Je m’autorise donc à utiliser la métaphore guerrière pour éclairer des théorèmes appris par l’expérience, sans nécessairement les démontrer. Que ceci ne soit pas pris comme une invitation à ne jamais démontrer ce qu’on affirme...
[NDLR cet article a été écrit en 2012. Il fait référence à l’élection présidentielle de la même année. Je ne sais plus pour quelle raison il n’a pas été publié. A la relecture, je le trouve tout à fait digne d’intérêt.]

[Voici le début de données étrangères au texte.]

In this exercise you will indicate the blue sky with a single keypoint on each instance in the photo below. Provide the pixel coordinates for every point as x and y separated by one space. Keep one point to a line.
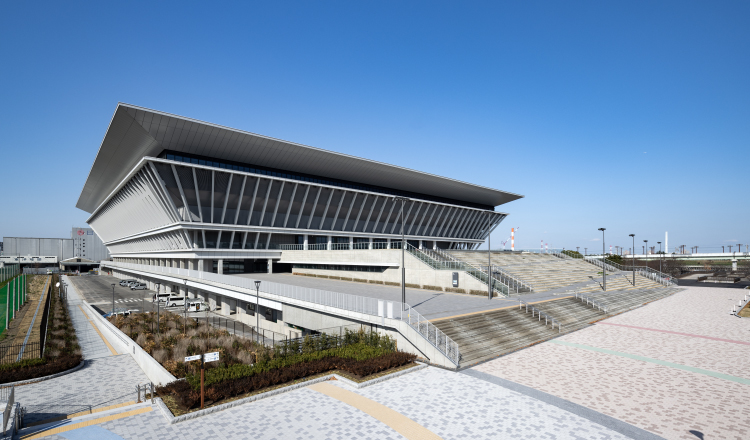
634 116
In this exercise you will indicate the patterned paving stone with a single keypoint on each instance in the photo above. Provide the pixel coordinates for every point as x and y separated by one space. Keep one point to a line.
660 399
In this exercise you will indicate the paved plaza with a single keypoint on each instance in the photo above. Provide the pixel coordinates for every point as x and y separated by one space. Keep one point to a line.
676 369
637 368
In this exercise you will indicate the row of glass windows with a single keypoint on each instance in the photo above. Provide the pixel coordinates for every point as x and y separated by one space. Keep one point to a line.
200 160
340 267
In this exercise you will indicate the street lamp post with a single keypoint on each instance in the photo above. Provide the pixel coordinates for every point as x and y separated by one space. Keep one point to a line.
403 247
158 290
632 257
489 259
659 256
257 306
604 266
184 314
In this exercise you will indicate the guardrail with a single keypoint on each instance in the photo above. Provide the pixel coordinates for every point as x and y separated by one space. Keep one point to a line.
652 274
547 318
497 285
344 301
9 394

[1] La citation dans son contexte
[2] Les grands moyens d’information, notamment la télévision et les quotidiens nationaux, ne sont pas neutres politiquement. Tous sont plus ou moins proches de partis ou de personnalités politiquement influentes
[3] Celui que la loi et les usages tolèrent. Que l’injure soit punie par la loi n’implique pas que personne ne va oser la manier ; a contrario une certaine autocensure peut exister si, faute de jurisprudence, personne ne sait très bien jusqu’où l’on peut aller sans risque. Mais dans tous les cas, la morale n’a rien à voir.
[4] Herbert Simon a écrit : "la métaphore peut être utile ici, trompeuse là.". Je le rejoins et précise.